Thanks -- as to the penultimate Anonymous commenter, I think yours essentially agrees with the "functional unblinding" theory, but gets there via another route. That is, if we are looking at teeny differences in potentially pretty thick arterial walls, all being measured by relatively blunt means, we are likely to see the data is all so tightly grouped around a mid-point, that no statistically-significant result would appear in 180 patients (the point at which the trial was halted), or 400 (or perhaps even 1,000) patients.
Thus the trial was halted, in your view -- a theory that has intuitive appeal to me.
As to the final Anonymous comment, both Dr. Allen Taylor, and Abbott itself have publicly stated -- on the record -- that Abbott had nothing to do with stopping the study, and that Abbott does not yet know the reason for the termination.
I doubt Dr. Taylor would ruin his stellar scientific reputation for integrity, by prevaricating on such an obviously verifiable matter.
Abbott doesn't know (yet) what happened here -- even if the deck was stacked in Niaspan's favor, as you posit.
So, I'd be betting with Marilyn Mann, here: this study showed "no good news" for Zetia -- and potentially very bad news for it, if Niaspan outperformed it, in about the same proportions that it had previously outperformed other "placebos".

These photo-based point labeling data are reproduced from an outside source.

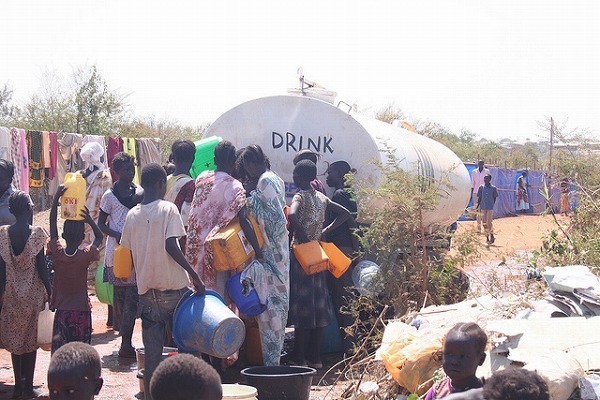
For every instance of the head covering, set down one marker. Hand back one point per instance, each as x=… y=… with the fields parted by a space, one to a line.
x=305 y=154
x=306 y=169
x=341 y=166
x=92 y=154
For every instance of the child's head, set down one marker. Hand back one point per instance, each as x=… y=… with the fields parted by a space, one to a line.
x=464 y=351
x=74 y=372
x=20 y=204
x=304 y=173
x=225 y=156
x=124 y=165
x=154 y=179
x=305 y=154
x=185 y=377
x=169 y=168
x=516 y=384
x=73 y=232
x=183 y=152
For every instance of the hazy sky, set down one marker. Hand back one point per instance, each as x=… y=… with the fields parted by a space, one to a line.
x=492 y=67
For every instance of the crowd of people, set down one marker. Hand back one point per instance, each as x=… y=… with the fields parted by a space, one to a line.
x=167 y=224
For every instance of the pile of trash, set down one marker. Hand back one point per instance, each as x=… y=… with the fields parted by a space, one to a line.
x=556 y=336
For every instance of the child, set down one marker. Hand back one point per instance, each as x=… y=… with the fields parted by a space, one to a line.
x=73 y=318
x=151 y=231
x=185 y=377
x=23 y=277
x=464 y=351
x=486 y=198
x=114 y=206
x=74 y=372
x=310 y=311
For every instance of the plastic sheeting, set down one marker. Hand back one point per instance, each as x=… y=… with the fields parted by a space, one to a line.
x=505 y=180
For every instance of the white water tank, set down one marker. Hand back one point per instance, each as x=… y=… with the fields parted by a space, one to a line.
x=283 y=125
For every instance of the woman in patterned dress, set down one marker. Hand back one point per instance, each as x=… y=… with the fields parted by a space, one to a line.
x=218 y=199
x=266 y=203
x=24 y=284
x=310 y=311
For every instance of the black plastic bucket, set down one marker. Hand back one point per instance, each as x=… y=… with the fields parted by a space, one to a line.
x=280 y=382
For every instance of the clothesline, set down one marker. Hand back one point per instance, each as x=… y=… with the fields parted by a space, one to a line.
x=47 y=156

Okay -- perhaps that last bit was unfair -- but is it really implausible?
We shall see. Do stop back.
Namaste
Just a question: why did it take so long for the news media to catch up on this story? As mentioned it was over on CafePharma, essentially, the day it was posted on ClinTrials. At this point that was about 2 weeks ago.

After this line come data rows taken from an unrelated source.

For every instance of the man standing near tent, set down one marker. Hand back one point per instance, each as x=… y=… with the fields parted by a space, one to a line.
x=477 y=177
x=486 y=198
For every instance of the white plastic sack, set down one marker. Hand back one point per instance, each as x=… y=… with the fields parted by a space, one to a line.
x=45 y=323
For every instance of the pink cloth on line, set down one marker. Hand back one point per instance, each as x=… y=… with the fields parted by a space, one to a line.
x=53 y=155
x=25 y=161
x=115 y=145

Were they asked to hold off on reporting or investigating?
Inquiring minds would like to know!
I think it was a pure miss -- a mistake. It's an information firehose, at full throttle -- and we all are all trying to take a cool, civilized sip out of it. So much sails by, so fast. . . .
Look, some (many?) accuse me of being obessed about these matters, and yet, I missed it, for over two weeks. Only through a good friend -- after Loftus wrote -- did I get a heads-up/learn about it (belatedly). Why? Because I hadn't checked that email box, in a while.

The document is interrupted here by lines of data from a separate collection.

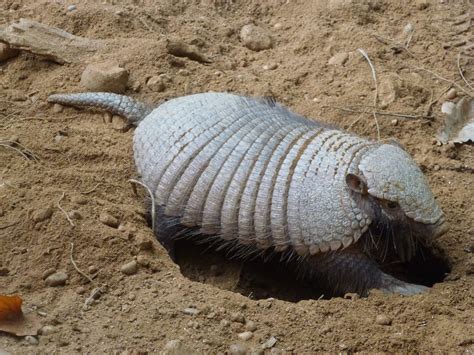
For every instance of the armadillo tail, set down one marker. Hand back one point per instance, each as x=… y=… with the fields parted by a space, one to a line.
x=125 y=106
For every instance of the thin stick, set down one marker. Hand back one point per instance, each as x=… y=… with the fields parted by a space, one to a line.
x=460 y=72
x=63 y=211
x=9 y=225
x=91 y=190
x=25 y=153
x=394 y=114
x=15 y=149
x=400 y=45
x=374 y=76
x=410 y=36
x=444 y=79
x=153 y=207
x=77 y=268
x=96 y=291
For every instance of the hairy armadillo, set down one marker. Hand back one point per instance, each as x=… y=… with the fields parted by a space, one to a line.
x=252 y=172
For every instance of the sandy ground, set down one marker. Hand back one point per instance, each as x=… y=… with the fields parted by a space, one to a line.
x=203 y=305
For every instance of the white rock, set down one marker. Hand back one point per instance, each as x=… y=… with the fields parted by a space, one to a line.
x=156 y=83
x=255 y=38
x=56 y=279
x=451 y=94
x=106 y=76
x=31 y=340
x=339 y=59
x=48 y=329
x=6 y=52
x=129 y=268
x=271 y=66
x=245 y=335
x=269 y=343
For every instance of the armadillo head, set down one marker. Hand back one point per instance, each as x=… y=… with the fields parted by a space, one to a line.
x=393 y=191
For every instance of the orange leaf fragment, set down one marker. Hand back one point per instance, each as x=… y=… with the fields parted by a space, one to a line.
x=10 y=308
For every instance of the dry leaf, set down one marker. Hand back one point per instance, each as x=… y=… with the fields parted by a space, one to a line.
x=12 y=319
x=459 y=121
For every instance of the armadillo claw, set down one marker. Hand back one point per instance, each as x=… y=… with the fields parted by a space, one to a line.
x=406 y=289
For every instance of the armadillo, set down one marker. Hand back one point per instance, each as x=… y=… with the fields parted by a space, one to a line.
x=250 y=171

So -- I think this is as much a story about the digital age -- of "information overload", as it is a story about the study termination, proper. Finding the signal in all that noise is tough -- even when we are focused on looking for it.
Does that make sense?
[In fact, now that I think about it, I may put something out along those lines, later tonight.]
Thanks! -- Do stop back in.
Namaste
Ack! "obessed" should be "obsessed". Crud.